To properly image the needles, however, required the development of a custom controller and power supply that allows the x-ray beam to be switched on and off within a few milliseconds. To get a sufficient number of x-ray photons into each sensor element, the needles must be held stationary in the x-ray system for at least 100 ms while the x-ray beam is switched on.
To detect the images, two Rad-icon Shad-o-Box x-ray cameras are placed perpendicular to each other approximately 0.25 in. from the conveyor and thus 0.5 in. from the x-ray source. This results in an image resolution of approximately 10 lp/mm at the image plane. “Since each camera requires 370 ms to capture, transfer, and then clear an image once the needle packages are exposed,” says Schmid-Fabian, “the maximum line speed of the conveyor is limited to inspecting approximately four products per second simultaneously. Of course, deploying multiple x-ray-based vision systems on the production line can increase throughput.”
As needles traverse the conveyor belt, the conveyor controller sends a TTL-signal that triggers the custom x-ray controller to switch the x-ray beam on for a defined time. This triggers images taken by the two x-ray cameras (see Fig. 1). A PXD 1000 digital frame grabber from CyberOptics Semiconductor controls the readout cycles and collects the digitized sensor data. This PCI bus card provides a 32-bit parallel connection to the cameras. Specially designed software allows viewing and storage of images.
In the system, each of the x-ray remote sensors features 500 × 1024-pixel photodiode-array sensors with 48-µm pixel spacing. An integral phosphor screen shields the sensor from ambient light and converts incident x-rays to visible light that is sensed by the silicon photodiodes. As images are captured by these cameras they are transferred to a host PC using a 12-bit digital interface.
After images are captured by the host PC, they must be processed to ensure that each needle is straight. As x-rays pass though the plastic cap and are attenuated by the needle, the captured images of the needle are dark. Since the plastic cap will attenuate these x-rays to a lesser extent, simply adjusting the contrast of the image can produce an excellent profile of the needle within the cap (see Fig. 2).

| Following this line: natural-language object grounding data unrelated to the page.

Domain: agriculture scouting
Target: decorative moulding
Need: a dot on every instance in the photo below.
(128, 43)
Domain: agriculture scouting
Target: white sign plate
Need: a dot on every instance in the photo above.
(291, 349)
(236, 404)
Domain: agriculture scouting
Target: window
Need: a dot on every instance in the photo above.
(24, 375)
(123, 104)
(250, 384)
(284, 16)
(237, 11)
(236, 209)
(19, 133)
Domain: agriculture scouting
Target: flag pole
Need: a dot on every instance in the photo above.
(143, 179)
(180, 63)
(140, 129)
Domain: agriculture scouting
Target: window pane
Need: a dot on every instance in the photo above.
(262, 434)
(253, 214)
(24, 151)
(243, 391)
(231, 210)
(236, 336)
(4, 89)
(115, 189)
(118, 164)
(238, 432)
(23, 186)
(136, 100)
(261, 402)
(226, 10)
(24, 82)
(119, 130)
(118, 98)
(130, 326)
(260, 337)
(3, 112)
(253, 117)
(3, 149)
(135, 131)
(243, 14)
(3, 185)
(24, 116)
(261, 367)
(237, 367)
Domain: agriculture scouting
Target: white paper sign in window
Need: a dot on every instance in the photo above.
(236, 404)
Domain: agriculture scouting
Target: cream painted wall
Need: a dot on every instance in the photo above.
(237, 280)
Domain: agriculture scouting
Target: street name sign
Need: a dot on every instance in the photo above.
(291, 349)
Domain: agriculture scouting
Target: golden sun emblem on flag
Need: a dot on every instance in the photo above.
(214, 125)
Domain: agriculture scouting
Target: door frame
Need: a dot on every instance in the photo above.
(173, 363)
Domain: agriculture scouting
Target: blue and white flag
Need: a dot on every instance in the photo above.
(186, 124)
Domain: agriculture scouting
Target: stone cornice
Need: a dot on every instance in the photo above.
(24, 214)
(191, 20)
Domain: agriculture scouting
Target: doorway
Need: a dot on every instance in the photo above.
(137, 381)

Figure 2. Out-of-specification needles are measured at a 90° angular difference from two different sensor views (left). Within-specification needles are measured from two 90° views (right).
Two views of the needle are needed. After images are captured and transferred to the host PC, a line profile of each of the images is calculated from the horizontal pixel intensity across the image. Then, the center and the orientation of the needle with respect to the needle body are determined. If one of these orientations is not centered, then the PC generates a serial command to another PC located on the production line. This PC then controls the handling mechanism that presented the needles to the x-ray system.
If a needle should fail, the PC orders the handling actuator to drop the needle into a reject bin. If the needle passes inspection, it is moved further along the production line to the packaging station. At present, RSF Systems has deployed a number of these systems in Germany and is currently working with other pharmaceutical vendors to deploy similar systems.